Over two decades CLUE has gone through growing pains, but its work has continued to expand and its presence has been felt in many struggles. Congregations “adopted” stores in support of their employees during a grocery worker strike. Over 200 clergy processed through the streets of Beverly Hills in their religious robes on behalf of hotel employees. Both lay and ordained religious people joined in civil disobedience at Los Angeles International Airport and in front of Walmart in Chinatown, and in the middle of a downtown street during a deluge on behalf of security guards. Besides these public actions, CLUE delegations have met quietly with business people, developers and elected officials about the conditions of the working poor.

In February CLUE launched a new initiative to bring added strength to similar efforts in Orange County. Some 250 people packed into Santa Ana’s Temple Beth Shalom to honor several local faith and labor leaders whose work makes a difference there.

Yes, Orange County has changed. Its demographics have shifted and many people seem hungry for a justice delayed. For example, an activist group from one Latino neighborhood, along with union and faith leaders, recently pushed the city of Anaheim into adopting district elections. They argued for what activists called “the people’s map” that will likely lead to the Latino barrio electing one of its own to the city council for the first time in that city’s history.

In early March CLUE held its fourth In-Gathering, a training event that focuses on a particular issue.
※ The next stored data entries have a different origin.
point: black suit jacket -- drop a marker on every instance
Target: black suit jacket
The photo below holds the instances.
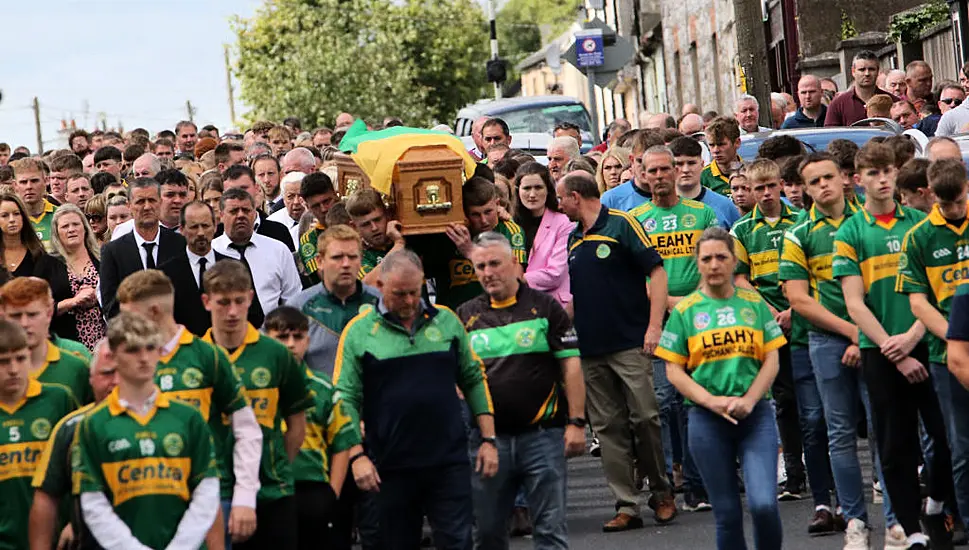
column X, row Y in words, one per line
column 268, row 228
column 189, row 310
column 121, row 258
In the past these provided deep background on immigration, income inequality and wage theft. This time the convocation highlighted the problem of pay disparity for women, their safety in the workplace and human trafficking — a problem overwhelmingly affecting women.

Nothing in this work directly addresses human-caused climate change. Instead, CLUE focuses on one set of problems in one region in one state. But as Pope Francis argued in his encyclical, climate change and economic inequality are deeply interrelated.

CLUE’s work addresses an economic regime that says “MORE, MORE!” We must use more of the earth’s resources. We must own more things. We must own more and bigger — even if that ”more” increases economic inequity, makes it difficult for some families to survive and keeps millions impoverished.

No one sitting around that table 20 years ago thought we were taking on the major issues of our time. We just thought it was unfair for the city of Los Angeles to hire out work that paid a wage so low that people couldn’t live on it so that the city could save a few dollars. We believed our faith traditions opposed such policies. Since then we’ve become a movement to redistribute wealth so everyone can thrive. And that’s true for the earth as well.